1.Geding in cassatie

Het beroep is ingesteld door de verdachte. Namens deze heeft M.A. Muntjewerf, advocaat te Amsterdam, bij schriftuur een middel van cassatie voorgesteld. De schriftuur is aan dit arrest gehecht en maakt daarvan deel uit.
De Advocaat-Generaal A.E. Harteveld heeft geconcludeerd dat het cassatieberoep met toepassing van art. 80a RO niet-ontvankelijk zal worden verklaard.
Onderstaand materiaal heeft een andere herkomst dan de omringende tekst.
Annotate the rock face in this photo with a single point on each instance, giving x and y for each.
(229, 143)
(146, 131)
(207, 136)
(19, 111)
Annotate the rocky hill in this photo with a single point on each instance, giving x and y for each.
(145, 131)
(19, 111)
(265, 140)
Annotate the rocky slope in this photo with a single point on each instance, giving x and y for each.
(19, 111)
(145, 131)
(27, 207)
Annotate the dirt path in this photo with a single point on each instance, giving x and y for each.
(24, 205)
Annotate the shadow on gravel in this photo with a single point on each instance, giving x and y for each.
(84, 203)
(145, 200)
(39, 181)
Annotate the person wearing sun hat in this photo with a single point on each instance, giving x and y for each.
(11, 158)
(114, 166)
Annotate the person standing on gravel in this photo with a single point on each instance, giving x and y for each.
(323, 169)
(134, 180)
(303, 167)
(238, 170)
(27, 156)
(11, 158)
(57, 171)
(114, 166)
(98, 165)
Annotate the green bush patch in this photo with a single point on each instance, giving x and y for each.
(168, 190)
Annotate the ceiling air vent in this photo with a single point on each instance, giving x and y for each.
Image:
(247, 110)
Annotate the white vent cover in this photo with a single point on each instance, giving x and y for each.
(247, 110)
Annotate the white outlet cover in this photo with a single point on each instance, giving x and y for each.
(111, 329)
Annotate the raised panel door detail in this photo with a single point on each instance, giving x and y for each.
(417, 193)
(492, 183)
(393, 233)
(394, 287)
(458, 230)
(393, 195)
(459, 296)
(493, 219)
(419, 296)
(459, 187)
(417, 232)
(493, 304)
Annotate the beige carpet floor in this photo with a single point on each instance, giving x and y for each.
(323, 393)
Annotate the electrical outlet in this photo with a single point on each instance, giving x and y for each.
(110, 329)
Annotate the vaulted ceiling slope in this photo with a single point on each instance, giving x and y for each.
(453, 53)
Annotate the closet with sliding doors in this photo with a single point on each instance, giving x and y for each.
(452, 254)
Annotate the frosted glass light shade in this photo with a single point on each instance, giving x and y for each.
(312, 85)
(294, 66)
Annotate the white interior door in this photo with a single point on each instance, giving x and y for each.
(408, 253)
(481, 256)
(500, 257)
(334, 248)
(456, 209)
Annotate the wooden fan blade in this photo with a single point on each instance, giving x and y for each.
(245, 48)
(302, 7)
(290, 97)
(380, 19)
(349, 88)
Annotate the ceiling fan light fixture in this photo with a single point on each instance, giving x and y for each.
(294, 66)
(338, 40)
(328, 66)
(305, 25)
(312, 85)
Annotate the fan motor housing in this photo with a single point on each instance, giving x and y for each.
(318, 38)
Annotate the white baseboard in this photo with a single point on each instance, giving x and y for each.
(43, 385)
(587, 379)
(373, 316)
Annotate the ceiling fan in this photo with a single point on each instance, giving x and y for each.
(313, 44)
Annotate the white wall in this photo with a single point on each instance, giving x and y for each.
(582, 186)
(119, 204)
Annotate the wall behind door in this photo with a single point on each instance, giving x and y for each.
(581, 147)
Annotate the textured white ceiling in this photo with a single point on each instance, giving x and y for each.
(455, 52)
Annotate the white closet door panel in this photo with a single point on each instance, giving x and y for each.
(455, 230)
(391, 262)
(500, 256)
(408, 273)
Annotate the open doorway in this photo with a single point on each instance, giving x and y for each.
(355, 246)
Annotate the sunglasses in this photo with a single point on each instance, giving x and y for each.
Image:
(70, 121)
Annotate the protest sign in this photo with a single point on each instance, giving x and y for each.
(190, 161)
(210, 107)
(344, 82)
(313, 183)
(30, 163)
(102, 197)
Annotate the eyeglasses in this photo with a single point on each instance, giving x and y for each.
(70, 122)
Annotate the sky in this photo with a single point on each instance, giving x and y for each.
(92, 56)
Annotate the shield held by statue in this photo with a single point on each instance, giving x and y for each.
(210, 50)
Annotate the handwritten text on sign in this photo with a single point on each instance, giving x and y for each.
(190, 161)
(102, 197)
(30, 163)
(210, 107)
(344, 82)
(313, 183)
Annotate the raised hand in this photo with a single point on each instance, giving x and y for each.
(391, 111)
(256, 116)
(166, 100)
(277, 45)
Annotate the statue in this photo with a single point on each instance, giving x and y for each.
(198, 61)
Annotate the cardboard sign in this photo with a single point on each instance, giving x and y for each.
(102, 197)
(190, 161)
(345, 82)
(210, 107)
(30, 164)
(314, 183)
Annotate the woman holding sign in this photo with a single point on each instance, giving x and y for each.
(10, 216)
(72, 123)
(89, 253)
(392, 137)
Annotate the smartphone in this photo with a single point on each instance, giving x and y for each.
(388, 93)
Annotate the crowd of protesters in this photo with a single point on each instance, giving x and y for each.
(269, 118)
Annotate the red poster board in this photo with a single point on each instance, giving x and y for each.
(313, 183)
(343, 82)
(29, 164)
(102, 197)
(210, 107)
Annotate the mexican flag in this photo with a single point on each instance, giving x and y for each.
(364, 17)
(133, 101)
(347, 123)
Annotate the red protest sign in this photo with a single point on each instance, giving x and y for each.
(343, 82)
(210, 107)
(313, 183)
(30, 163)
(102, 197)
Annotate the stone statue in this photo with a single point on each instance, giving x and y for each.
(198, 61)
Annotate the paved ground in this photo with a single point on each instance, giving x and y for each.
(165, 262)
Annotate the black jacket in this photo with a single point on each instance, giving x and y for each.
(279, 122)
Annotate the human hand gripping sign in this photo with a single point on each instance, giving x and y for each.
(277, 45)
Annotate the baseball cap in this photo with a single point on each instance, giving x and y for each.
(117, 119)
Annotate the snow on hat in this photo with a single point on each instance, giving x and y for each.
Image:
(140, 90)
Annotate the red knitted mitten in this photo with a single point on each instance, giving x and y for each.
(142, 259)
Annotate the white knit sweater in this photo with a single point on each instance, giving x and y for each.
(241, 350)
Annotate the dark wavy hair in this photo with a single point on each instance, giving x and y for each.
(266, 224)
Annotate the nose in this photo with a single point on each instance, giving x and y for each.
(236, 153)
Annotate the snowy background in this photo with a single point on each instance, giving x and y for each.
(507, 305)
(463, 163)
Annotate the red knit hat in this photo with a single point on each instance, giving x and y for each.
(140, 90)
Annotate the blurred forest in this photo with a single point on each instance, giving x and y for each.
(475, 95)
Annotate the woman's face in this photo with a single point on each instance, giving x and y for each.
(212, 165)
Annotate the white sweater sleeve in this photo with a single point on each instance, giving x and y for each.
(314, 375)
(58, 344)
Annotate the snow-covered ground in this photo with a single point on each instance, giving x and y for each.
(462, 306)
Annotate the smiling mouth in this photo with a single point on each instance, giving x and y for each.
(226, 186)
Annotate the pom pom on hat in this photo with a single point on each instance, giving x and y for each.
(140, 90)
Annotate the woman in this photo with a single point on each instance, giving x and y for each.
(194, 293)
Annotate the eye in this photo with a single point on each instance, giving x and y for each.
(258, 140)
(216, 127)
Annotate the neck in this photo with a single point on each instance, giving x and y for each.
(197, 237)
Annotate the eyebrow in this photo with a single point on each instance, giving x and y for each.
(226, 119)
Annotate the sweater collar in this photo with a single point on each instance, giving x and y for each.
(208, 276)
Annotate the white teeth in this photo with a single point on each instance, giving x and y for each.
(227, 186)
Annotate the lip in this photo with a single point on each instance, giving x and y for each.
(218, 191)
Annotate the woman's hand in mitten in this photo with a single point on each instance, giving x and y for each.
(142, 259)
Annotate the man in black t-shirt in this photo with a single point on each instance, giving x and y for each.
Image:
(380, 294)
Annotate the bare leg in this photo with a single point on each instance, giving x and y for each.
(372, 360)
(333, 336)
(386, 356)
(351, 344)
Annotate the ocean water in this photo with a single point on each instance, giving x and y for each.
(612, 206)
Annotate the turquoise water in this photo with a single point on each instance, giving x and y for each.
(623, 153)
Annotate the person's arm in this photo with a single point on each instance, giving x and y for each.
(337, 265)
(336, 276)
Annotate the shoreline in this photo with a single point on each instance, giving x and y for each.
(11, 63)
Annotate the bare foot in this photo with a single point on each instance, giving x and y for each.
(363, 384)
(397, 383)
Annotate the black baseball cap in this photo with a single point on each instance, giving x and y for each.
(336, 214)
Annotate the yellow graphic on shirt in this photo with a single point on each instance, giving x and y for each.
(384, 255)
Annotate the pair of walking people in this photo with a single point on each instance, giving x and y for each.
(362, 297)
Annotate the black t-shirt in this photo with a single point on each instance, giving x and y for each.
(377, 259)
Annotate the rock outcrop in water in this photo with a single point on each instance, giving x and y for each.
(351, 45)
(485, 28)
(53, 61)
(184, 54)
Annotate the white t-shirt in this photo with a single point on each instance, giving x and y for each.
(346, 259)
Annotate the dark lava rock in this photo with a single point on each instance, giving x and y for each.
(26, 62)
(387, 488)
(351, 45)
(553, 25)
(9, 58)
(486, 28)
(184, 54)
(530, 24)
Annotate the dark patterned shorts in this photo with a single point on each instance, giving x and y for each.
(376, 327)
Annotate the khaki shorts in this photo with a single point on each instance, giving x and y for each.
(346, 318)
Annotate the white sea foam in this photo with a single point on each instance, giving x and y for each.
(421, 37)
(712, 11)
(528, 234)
2.Beoordeling van de ontvankelijkheid van het beroep

De Hoge Raad is van oordeel dat de aangevoerde klachten geen behandeling in cassatie rechtvaardigen omdat de partij die het cassatieberoep heeft ingesteld klaarblijkelijk onvoldoende belang heeft bij het cassatieberoep dan wel omdat de klachten klaarblijkelijk niet tot cassatie kunnen leiden.
De Hoge Raad zal daarom – gezien art. 80a van de Wet op de rechterlijke organisatie en gehoord de Procureur-Generaal – het beroep niet-ontvankelijk verklaren.

3.Beslissing

De Hoge Raad verklaart het beroep in cassatie niet-ontvankelijk.
Dit arrest is gewezen door de vice-presiden W.A.M. van Schendel als voorzitter, en de raadsheren Y. Buruma en A.L.J. van Strien, in bijzijn van de waarnemend griffier A.C. ten Klooster, en uitgesproken ter openbare terechtzitting van
19 september 2017.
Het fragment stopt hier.